Here we are, somehow, in September.
This time of the year is full of memories for many of us: memories of back-to-school shopping, serious contemplation over our first day of school outfits, sharpening pencils and packing our bulging backpacks. I recall always being so careful to go to bed at an early hour, and often being unable to fall asleep until the wee hours of the morning because I was so wired. Despite little sleep, I would jolt out of bed as soon as my alarm went off.
That was not the case this morning. I am not in school but my entire job is oriented to supporting students, so when you start school, our busy summer shifts into hyper drive for the fall. But this morning I did not want to be conscious, not because I was tired, but because I did not want to face the challenges of the day. No, to be entirely accurate, I didn’t want to face the challenges of the day, the week, the semester, the year…you get the picture.
It’s not that I mind hard work. I happily give up evenings and weekends, like every other pro-life activist in the country, to do what needs to get done. No, my problem isn’t the work. It’s the fear that I won’t be capable of the work. It’s the fear of failure: of letting people down, of not being able to do it all, of not being able to do it all perfectly. My perfectionist tendencies needle me and procrastination is an almost irresistible temptation. And yes, I succumbed briefly to the temptation of the ‘snooze’ button this morning.

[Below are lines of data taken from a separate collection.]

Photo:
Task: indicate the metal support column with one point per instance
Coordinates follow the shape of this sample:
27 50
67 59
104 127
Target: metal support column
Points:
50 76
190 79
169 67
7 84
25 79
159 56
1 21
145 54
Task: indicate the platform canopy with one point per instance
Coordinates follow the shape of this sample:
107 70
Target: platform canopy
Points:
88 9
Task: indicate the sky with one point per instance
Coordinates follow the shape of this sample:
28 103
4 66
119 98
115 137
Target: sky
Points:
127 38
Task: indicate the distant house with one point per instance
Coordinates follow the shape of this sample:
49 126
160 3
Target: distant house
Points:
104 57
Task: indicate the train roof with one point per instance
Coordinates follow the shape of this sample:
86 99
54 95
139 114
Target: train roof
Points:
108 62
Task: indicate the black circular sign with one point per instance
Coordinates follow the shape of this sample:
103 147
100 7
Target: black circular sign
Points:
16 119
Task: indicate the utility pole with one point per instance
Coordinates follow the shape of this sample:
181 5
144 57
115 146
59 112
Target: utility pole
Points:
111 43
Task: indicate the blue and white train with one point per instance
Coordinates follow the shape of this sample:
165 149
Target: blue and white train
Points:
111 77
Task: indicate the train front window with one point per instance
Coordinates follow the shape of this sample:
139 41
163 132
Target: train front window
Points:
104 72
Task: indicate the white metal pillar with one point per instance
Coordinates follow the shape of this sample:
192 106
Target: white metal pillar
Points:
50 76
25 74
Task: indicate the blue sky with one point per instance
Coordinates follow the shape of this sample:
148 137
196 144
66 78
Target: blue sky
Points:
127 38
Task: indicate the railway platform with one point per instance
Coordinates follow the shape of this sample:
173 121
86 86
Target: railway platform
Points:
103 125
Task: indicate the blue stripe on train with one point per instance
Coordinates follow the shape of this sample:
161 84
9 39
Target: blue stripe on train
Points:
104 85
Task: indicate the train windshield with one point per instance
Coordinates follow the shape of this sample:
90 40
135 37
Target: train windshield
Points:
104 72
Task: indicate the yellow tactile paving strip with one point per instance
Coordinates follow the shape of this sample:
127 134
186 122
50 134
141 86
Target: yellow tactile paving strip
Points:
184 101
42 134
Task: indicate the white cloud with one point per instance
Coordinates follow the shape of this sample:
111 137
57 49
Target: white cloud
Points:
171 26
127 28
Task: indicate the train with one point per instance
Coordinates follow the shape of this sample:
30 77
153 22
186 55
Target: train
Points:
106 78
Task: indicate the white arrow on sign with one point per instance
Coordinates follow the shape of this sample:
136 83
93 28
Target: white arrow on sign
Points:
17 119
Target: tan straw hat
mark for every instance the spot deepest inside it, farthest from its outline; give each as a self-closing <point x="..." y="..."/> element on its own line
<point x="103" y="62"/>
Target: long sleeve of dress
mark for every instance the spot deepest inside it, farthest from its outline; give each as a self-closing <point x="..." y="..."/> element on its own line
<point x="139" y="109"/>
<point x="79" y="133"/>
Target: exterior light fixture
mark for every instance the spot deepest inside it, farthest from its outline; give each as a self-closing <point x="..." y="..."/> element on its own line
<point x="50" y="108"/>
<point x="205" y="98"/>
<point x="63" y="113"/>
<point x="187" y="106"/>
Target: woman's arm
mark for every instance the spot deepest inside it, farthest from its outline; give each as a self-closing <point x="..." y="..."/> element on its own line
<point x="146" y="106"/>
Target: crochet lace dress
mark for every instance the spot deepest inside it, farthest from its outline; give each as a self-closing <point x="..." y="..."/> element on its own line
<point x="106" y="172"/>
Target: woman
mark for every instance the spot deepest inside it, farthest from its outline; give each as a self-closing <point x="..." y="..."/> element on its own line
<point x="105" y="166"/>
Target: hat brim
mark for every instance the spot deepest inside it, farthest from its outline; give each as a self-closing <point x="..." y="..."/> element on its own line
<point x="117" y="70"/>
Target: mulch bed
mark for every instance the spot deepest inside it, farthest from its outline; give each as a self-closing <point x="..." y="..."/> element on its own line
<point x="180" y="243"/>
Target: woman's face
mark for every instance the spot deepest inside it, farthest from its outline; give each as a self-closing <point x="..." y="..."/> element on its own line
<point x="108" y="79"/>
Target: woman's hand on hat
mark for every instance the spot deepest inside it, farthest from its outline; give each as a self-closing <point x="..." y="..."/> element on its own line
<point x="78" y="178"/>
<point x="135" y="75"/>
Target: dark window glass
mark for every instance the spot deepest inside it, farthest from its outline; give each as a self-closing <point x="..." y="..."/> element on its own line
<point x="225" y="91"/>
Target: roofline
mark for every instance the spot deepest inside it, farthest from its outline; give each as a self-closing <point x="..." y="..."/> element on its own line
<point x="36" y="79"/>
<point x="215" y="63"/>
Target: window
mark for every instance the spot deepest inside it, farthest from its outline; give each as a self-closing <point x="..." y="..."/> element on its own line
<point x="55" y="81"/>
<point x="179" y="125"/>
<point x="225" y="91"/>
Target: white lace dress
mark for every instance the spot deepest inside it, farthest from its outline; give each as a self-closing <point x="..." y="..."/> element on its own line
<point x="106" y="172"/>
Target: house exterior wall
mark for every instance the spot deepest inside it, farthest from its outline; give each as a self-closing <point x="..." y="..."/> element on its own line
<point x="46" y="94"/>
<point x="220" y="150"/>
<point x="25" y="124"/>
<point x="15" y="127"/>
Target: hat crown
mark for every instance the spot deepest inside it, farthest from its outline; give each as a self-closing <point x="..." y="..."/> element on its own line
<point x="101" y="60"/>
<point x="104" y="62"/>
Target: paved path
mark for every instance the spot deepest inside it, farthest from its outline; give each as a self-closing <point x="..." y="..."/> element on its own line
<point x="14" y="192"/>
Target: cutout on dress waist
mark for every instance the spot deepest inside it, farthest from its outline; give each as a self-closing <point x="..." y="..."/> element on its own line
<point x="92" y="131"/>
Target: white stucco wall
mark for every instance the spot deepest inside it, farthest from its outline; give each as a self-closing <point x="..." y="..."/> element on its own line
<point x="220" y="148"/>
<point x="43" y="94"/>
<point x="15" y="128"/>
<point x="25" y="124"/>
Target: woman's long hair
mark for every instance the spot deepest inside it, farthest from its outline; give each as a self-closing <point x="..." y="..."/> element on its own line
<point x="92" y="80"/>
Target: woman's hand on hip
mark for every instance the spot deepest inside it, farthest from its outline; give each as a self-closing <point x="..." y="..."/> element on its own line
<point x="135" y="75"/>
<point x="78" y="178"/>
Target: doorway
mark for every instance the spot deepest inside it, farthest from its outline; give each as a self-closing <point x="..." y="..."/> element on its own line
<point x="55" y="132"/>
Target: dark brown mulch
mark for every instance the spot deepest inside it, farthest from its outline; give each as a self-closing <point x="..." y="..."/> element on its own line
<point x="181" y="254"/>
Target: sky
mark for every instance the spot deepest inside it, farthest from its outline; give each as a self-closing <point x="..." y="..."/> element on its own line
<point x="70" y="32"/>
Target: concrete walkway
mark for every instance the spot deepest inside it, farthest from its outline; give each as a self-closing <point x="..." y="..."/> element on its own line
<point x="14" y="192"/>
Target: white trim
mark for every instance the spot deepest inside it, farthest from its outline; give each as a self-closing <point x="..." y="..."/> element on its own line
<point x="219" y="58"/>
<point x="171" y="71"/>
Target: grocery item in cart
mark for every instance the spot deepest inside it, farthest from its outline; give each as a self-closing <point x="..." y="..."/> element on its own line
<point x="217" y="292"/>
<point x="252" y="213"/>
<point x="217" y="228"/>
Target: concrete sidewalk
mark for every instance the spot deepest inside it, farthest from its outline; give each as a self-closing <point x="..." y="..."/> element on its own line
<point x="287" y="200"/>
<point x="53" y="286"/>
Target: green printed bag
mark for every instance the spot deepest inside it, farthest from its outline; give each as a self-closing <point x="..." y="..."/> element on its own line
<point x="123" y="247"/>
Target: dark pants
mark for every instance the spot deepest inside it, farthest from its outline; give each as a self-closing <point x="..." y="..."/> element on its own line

It is easy to disguise these fears with the easily accepted explanation of being “too busy”. The reality is, no matter how ‘busy’ we are with school and work, we do have time. We make time everyday for things that aren’t really priorities – or shouldn’t be anyway – in our lives. We make time for Facebook, we make time for Youtube videos, for watching TV, for random Google searches we can’t even recall the original purpose for. We make time for people, socializing, going out. And we do make time for pro-life activism, but we all struggle to keep up. Those emails that must get written, the meetings we promised to attend, the tasks we promised to take on are all important aspects of that activism. They are the little choices that build a foundation for having an impact on campus.
Time is part of the issue, but what is the deeper root of our problem? What are we afraid of?
Are we afraid of what other people will think? Maybe we’d rather keep our activism on the down low; we’re still doing pro-life things…as long as no one we know notices.
Are we afraid that we won’t be able to fulfill our responsibilities properly, so we procrastinate until we have to bow out with an excuse?
Are we afraid that we’ll let our fellow club members down? Afraid that we’ll let the cause down?
These are all real fears that can paralyze us, if we let them. So as we go back-to-school and prepare ourselves for the year, let’s give ourselves a good dose of perspective. I dare you to ask yourself a dangerous question, a question that radically changed my time at university and continues to get me out of bed even on daunting mornings: is the fear that is holding me back more important than the message I have to share? Or, will the reality of 300 innocent lives lost every day to abortion in Canada propel me to overcome my fears and insecurities?
I know that standing here, on the brink of a new semester, can be daunting. All of us would prefer to merely dip our toes or wade in the waters of the cause. But injustices are never righted by people taking an occasional lukewarm interest. Conviction must lead to commitment if we are to succeed in ending abortion. It requires us to be brave and bold enough to stop hugging the shoreline and dive past our fears into the deep uncertain waters of a life lived for others.
So sign up for an executive position with your club, organize that first club meeting, plan those events, book those club tables, remind those friends about getting involved, and live as if somebody else’s life depends on it – because it does.